Nigerian-born photocollage artist Njideka Akunyili Crosby has been named among the 60 recipients of the United States Artists (USA) fellowship.
The recipients who were drawn from 22 American states, the District of Columbia, and Puerto Rico will each receive a $50,000 cash award.
This is yet another addition to the many awards Njideka Akunyili Crosby has won in her career.
The daughter of the heroic Nigerian drug czar Dr. Dora Akunyili, Ms. Crosby has received several recognitions and awards for her art, ranging from being recognised as one of Foreign Policy’s Leading 100 Global Thinkers of 2015, listed as one of 2016’s Financial Times Women of the Year, being selected for the 2017 MacArthur Fellows Program and making the 2019 TIME 100 Next list.
Njideka Akunyili Crosby also holds the record for the most expensive artwork ever sold by a Nigerian and the fourth most expensive by an African.
She earned that accolade in 2018 when her work Bush Babies (2017) sold for $3.4 million at Sotheby’s New York.
In a statement praising the artists, United States Artists president and CEO Deana Haggag said, “We are grateful for every artist whose artmaking, music, writing, and more is helping us to navigate and cope through this harrowing time in our country.

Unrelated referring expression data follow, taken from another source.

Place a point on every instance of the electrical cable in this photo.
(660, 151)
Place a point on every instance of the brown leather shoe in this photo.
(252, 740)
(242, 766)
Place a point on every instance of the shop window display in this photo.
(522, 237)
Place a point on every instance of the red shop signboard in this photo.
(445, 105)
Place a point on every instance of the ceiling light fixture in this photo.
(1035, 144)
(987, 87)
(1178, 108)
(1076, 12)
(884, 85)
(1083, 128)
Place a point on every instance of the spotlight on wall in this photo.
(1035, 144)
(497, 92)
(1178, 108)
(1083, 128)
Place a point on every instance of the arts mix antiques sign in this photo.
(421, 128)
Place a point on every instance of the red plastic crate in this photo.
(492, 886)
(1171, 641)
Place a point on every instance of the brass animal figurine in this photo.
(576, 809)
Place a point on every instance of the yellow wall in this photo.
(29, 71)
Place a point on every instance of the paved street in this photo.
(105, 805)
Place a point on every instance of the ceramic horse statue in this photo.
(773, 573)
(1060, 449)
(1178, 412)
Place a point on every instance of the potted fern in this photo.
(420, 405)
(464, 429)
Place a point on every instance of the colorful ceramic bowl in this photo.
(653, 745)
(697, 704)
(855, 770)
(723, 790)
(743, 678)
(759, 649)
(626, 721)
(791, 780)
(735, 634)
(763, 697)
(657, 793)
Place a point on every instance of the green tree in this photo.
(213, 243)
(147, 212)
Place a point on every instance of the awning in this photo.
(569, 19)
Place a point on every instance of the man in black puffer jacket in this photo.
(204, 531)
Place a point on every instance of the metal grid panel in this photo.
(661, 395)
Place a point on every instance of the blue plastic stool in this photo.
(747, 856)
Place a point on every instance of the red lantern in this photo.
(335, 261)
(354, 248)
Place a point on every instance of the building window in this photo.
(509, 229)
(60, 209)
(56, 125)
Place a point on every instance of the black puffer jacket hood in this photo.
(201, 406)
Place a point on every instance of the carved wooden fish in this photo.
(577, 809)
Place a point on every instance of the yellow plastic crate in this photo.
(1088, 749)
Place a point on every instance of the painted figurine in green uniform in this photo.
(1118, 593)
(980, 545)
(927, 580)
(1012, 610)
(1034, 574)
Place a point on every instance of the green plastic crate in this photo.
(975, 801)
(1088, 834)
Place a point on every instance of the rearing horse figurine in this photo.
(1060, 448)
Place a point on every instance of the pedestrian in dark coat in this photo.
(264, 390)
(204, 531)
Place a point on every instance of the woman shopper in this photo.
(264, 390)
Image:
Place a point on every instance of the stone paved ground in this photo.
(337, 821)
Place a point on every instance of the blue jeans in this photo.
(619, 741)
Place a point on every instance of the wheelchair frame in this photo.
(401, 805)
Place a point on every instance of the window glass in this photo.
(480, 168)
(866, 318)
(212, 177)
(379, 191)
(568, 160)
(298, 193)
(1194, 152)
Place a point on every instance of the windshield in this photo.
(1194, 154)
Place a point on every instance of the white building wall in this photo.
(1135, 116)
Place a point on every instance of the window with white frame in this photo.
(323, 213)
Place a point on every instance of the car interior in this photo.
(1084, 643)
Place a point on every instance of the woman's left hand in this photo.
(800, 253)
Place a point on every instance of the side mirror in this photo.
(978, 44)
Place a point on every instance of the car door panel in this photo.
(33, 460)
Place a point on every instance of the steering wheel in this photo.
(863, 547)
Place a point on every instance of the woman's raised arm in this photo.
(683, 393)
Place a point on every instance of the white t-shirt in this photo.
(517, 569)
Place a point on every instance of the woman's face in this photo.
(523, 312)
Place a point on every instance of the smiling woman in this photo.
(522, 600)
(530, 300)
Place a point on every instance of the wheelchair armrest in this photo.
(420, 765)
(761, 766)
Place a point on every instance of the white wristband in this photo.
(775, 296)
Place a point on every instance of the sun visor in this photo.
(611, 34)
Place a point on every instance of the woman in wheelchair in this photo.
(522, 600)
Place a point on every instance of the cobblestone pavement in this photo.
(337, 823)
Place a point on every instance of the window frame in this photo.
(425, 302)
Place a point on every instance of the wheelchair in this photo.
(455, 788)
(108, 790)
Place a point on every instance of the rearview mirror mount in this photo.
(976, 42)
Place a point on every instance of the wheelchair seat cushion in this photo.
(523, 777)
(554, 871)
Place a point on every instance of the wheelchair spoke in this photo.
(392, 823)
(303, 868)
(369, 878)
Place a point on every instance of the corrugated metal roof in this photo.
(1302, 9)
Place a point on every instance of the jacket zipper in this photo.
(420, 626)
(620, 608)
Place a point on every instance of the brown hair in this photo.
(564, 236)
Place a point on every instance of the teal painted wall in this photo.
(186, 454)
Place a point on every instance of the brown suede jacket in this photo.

“The 2021 USA Fellows are a testament to the power of art in shaping the world around us and navigating its complexities.”
Who is Njideka Akunyili Crosby?
Njideka Akunyili Crosby was born in Enugu, Nigeria, in 1983 and currently lives and works in Los Angeles. The artist was awarded an honorary doctorate from Swarthmore College in May 2019. She is also the recipient of a 2017 MacArthur Fellowship and has received a number of awards and grants, including the Prix Canson, 2016; Next Generation honour, New Museum, 2015; Joyce Alexander Wein Artist Prize, 2015; and the James Dicke Contemporary Artist Prize, The Smithsonian American Art Museum, 2014, among others. She was an Artist in Residence at The Studio Museum in Harlem in 2011-2012. In 2019, the artist participated in the 58th Venice Biennale.
Akunyili Crosby’s work has been the subject of solo exhibitions at prominent venues internationally, including at the Modern Art Museum of Fort Worth, Texas (2018-2019); National Portrait Gallery, London (2018-2019); Baltimore Museum of Art (2017-2018); Norton Museum of Art, West Palm Beach, Florida (2016); and the Hammer Museum, Los Angeles (2015).
Work by the artist is held in significant museum collections, including the Albright-Knox Art Gallery, Buffalo, New York; Baltimore Museum of Art; Hammer Museum, Los Angeles; Los Angeles County Museum of Art; The Metropolitan Museum of Art, New York; The Museum of Contemporary Art, Los Angeles; Nasher Museum of Art, Duke University, Durham, North Carolina; Norton Museum of Art, West Palm Beach, Florida; Pennsylvania Academy of the Fine Arts, Philadelphia; Pérez Art Museum, Miami; San Francisco Museum of Modern Art; National Museum of African Arts, Washington, DC; The Studio Museum in Harlem, New York; Tate Modern, London; Whitney Museum of American Art, New York; Yale University Art Gallery, New Haven, Connecticut; and Zeitz Museum of Contemporary Art Africa, Cape Town.